Риодан напоминает океан. Он то, что он есть. И не собирается меняться. Бесполезно драться с прибоем. Он накатывает. И отступает. На нем можно кататься. Он держит меня за шкирку и не собирается отпускать.
— Так чем сегодня займемся? Босс. — Последнее слово я произношу как можно противнее.
Опять этот взгляд. Загадка. Иногда я читаю его как открытую книгу, иногда же вижу только лицо: два глаза, нос и рот.
Я закатываю глаза.
— Что?
— Что-то появится. Я тебе сообщу. — Он возвращается к бумагам, игнорируя меня. — Можешь идти.
Я выпрямляюсь на стуле.
— Правда? Ты серьезно?
— Брысь из моего кабинета, детка. Иди смотри свой фильм.
Я рвусь к двери. Распахиваю ее.
— Но берегись ледяных точек. Я слышал, они смертельно опасны.
Я замираю на пороге и снова злюсь на все на свете. У меня на секунду возникло счастливое чувство, и тут же он это чувство пришиб.
— Ты просто не мог этого не сказать. Не мог сдержаться, да? Ты не можешь видеть парад и не устроить над ним дождя. Знаешь, чувак, некоторые люди умеют наслаждаться парадом, несмотря на всякие там дожди.
— Мудрый человек вначале устраивает свою жизнь, а потом наслаждается ею.

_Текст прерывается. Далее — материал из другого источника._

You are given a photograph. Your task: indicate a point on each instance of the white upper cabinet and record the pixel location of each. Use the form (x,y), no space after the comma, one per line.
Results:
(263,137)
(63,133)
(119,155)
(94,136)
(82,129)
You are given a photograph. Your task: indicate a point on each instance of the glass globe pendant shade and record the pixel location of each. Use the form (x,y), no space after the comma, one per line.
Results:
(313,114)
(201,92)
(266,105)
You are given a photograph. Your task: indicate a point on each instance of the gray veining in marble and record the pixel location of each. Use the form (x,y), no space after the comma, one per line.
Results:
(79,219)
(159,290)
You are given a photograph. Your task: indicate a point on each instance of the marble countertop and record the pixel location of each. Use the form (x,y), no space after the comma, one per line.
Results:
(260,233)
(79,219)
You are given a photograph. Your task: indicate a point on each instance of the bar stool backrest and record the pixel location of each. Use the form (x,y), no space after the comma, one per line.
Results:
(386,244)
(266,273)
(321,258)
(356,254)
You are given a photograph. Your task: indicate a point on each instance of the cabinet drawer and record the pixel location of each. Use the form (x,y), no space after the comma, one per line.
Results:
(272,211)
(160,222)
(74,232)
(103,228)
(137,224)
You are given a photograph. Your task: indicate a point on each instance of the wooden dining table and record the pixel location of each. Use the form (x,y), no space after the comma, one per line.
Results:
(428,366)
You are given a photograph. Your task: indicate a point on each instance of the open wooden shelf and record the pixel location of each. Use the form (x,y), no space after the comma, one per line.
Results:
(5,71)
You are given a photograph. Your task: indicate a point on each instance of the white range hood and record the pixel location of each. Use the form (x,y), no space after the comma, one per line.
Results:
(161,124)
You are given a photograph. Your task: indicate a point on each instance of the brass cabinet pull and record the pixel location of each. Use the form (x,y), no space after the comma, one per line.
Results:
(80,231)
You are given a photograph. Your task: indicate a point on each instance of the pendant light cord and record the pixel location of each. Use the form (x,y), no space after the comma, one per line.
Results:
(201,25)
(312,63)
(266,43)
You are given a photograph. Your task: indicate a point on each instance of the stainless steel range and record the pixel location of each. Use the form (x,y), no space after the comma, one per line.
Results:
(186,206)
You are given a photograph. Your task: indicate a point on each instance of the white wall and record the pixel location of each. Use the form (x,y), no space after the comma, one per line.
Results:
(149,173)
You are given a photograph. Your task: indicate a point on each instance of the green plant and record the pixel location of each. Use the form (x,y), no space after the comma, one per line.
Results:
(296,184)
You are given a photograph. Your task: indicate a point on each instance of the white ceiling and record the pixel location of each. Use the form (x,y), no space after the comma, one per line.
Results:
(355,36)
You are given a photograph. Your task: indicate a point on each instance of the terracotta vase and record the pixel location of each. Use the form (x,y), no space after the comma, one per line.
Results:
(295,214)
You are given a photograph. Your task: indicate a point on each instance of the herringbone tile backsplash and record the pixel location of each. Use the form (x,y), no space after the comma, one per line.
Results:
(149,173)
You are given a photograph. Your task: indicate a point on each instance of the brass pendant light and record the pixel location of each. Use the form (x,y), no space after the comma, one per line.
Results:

А дурак умирает, наслаждаясь.
«Скиттлз», мясо, Танцор, называющий меня по имени… Я распечатываю шоколадный батончик, перепрыгивая с ноги на ногу.
— А что, если мудрый человек так и не добираетсядо части с удовольствиями? — Меня впереди ждет много чего. Но иногда я хочу просто быть собой. Четырнадцатилетней и свободной.
— Возможно, мудрый человек знает, что быть живым и естьудовольствие.
— С прошлой ночи что-то еще замерзло? — Я должна была промолчать. Не должна была спрашивать. Груз ответственности падает мне на плечи, когда Риодан кивает.
И он втирает соль в мою рану.
— Но, возможно, тебе повезет, ты посмотришь фильм со своим маленьким бойфрендом, и ничего с тобой не случится. Плюс ситуации в том, что, даже если случится, ты этого не узнаешь.
Потому что мгновенно умру. Плюс, блин. Риодан знает, на какие кнопки жать.
Я закатываю глаза, закрываю дверь и сажусь обратно. Четырнадцать лет мне будет попозже. В следующем году, наверное. Когда мне исполнится пятнадцать.
Не поднимая глаз, он говорит:
— Я же сказал, брысь отсюда, ребенок.
— Отменяй свои планы, чувак. Люди умирают. У нас есть работа.
Фиговое оказывается место — далеко за южной окраиной Дублина, там, где начинается сельская местность.
За хибаркой (непонятно, как она не рушится) с покосившимся крыльцом и крышей, которая скалится, как беззубый рот, замерзли мужчина, женщина и маленький мальчик. Они стирали тем старым способом, который использовала Ро, когда стирала свои мантии. Говорила, что так она воспитывает смирение. В свинячьем теле старой ведьмы не было ни капли смирения, и ни единого доброго волоска не было на нем.